Why? Because it’s going to save the team about $250,000 this year.

F1TV initially hypothesized that this was due to cost cap reasons, but that’s not quite true; travel expenses aren’t covered by the cost cap, since travel expenses aren’t directly related to the development of the car.

So, I reached out to Haas’ press team to check in, and according to them, the logic behind the reduction is pretty simple: The team realized it wasn’t using all those seats during the race, so cutting down on its pit wall setup would save on freight costs, which have “escalated wildly” this last year.

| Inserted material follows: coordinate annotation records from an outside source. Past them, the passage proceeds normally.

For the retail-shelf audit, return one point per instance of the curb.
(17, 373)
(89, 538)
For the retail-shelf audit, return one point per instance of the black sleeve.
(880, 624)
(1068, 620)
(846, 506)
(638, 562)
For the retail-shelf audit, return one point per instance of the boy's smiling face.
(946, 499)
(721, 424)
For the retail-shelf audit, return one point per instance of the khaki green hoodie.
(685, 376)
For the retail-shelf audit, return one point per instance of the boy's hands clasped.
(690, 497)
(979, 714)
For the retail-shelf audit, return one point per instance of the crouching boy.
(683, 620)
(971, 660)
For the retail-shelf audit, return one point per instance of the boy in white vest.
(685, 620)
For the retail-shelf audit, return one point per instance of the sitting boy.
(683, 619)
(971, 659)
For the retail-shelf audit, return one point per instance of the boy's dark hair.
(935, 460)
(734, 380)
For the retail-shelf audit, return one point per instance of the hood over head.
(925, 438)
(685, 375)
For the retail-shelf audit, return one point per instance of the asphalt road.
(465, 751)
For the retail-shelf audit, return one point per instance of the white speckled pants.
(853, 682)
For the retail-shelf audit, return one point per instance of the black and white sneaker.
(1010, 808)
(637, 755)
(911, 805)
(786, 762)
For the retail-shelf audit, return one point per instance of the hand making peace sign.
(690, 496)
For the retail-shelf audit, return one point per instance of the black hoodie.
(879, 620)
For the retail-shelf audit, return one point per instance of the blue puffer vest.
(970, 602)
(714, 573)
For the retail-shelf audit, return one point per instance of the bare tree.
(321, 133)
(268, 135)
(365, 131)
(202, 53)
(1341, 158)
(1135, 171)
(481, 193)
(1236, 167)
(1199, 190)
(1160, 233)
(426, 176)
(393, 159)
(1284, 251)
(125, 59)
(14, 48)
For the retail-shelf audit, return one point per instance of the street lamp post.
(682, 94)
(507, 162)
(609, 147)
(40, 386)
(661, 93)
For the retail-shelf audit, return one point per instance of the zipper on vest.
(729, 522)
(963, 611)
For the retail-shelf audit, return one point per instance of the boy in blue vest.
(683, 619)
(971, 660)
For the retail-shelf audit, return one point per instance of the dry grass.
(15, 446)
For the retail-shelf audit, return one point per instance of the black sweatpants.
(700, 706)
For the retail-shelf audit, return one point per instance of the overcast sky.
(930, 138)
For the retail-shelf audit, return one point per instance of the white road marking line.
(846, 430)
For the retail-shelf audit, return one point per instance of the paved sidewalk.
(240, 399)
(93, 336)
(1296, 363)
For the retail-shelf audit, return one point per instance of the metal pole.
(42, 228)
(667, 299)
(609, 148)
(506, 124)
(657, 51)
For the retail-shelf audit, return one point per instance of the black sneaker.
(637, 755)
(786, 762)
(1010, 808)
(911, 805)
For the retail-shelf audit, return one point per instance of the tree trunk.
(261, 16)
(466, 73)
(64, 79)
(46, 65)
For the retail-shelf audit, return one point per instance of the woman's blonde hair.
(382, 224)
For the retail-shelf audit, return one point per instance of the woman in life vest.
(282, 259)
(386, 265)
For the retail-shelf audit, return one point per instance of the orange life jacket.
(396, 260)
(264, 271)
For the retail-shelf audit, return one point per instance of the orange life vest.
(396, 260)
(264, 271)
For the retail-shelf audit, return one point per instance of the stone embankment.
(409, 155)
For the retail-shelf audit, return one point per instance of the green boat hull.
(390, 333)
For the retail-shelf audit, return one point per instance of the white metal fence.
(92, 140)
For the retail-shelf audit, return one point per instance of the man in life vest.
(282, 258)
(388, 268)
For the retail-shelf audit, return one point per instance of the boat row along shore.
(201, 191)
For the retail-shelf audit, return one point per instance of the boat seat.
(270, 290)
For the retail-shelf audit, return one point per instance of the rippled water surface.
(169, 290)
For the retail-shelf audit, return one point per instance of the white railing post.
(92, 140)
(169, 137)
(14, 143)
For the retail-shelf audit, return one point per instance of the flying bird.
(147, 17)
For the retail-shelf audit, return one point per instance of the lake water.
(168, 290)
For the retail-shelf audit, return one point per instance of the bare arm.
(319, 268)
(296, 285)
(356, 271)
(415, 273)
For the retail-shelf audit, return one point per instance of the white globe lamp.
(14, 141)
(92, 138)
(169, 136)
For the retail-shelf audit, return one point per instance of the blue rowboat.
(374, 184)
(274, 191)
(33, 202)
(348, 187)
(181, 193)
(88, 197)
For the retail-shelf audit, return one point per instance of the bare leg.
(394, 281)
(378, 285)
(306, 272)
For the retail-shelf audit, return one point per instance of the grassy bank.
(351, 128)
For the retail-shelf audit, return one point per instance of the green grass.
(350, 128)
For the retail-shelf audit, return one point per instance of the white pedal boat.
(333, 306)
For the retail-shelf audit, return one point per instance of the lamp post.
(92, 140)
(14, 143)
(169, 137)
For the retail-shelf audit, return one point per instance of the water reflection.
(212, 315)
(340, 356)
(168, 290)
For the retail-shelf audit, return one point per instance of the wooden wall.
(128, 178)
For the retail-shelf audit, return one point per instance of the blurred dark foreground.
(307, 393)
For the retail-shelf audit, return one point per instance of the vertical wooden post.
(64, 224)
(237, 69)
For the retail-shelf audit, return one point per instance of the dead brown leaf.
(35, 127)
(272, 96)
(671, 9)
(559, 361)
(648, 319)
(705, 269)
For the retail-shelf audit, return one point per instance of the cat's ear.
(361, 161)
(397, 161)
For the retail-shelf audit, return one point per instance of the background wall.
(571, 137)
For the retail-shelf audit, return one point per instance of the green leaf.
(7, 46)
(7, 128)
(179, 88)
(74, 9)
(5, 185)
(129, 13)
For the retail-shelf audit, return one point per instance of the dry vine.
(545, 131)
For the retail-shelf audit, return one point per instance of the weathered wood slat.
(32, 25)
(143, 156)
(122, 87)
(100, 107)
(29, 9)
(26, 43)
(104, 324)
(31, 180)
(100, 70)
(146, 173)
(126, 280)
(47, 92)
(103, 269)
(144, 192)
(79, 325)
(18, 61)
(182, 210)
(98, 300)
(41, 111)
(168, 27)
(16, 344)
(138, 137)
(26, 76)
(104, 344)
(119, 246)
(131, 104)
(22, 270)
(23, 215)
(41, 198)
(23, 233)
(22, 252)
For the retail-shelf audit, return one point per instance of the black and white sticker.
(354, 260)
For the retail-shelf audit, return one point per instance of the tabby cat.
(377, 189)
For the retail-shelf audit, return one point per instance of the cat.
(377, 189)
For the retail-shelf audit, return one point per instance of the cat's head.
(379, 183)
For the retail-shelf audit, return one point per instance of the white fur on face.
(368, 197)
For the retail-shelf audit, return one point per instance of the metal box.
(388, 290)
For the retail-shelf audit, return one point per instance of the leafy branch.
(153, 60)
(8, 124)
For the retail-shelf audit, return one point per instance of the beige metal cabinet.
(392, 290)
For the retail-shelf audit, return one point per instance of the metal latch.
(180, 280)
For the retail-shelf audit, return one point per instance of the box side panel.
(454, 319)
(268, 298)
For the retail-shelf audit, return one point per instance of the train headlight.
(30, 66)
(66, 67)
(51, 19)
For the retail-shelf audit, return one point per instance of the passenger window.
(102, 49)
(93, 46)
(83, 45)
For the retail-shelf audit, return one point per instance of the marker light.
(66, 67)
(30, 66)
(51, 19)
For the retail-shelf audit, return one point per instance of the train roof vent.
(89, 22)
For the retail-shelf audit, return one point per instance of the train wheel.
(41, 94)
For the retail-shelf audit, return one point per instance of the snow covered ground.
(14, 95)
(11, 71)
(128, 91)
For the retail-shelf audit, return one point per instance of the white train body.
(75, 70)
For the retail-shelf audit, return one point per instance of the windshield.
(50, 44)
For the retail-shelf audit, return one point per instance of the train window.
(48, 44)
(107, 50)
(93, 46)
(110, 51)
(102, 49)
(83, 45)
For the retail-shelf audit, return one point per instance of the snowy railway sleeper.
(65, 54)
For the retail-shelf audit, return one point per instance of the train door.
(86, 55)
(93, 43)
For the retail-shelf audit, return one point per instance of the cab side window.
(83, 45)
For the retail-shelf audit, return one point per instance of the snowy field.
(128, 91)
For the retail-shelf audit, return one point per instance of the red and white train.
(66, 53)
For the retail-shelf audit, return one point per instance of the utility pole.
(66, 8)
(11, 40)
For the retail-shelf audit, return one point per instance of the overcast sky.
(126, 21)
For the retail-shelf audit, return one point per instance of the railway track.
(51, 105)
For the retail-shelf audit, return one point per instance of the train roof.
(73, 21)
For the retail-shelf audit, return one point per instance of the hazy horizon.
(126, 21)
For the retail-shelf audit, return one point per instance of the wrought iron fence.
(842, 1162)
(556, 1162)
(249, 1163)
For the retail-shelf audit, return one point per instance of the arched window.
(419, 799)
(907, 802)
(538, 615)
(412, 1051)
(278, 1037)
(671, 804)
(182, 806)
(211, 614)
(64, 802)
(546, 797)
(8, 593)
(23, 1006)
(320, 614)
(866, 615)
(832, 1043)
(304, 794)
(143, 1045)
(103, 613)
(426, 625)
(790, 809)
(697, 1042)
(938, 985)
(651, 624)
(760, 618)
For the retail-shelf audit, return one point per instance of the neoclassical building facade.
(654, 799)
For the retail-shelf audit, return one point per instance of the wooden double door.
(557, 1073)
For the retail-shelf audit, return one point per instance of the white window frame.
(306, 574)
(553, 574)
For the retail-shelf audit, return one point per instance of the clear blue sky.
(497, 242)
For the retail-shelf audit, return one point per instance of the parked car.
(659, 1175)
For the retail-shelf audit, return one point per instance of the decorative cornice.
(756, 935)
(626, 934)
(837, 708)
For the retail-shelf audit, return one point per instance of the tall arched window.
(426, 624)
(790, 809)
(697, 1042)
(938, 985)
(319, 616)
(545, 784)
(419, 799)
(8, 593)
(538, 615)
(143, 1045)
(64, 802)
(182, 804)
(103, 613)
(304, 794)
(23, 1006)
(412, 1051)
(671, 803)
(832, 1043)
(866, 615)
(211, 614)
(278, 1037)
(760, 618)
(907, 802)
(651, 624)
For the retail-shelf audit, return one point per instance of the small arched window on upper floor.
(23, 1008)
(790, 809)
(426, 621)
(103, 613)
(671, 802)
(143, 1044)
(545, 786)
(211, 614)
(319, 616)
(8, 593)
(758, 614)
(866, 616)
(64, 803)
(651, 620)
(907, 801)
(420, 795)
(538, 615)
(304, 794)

Part of that comes down to the fact that the shipping industry is still recovering from the chaos of COVID-19. Part of that also likely comes down to the fact that F1 has planned a whopping 23 races this year, and with the way races have been scheduled, teams can expect to travel about 80,000 miles between races alone. That’s not factoring in any returns to the factory between races, either. Consolidating something like the pit wall is a pretty simple way to cut down on expenses, especially for a team that operates on a smaller budget than, say, the multi-million dollar might of Red Bull.

Haas also emphasized its dedication to sustainability to me as well. The series itself has been making an effort to reduce its carbon footprint (which is a bit ironic considering its record-breaking travel this year), and each team has found ways to contribute as well. For Haas, a smaller pit wall means a reduction in emissions — but I imagine that money is a pretty damn attractive prospect as well.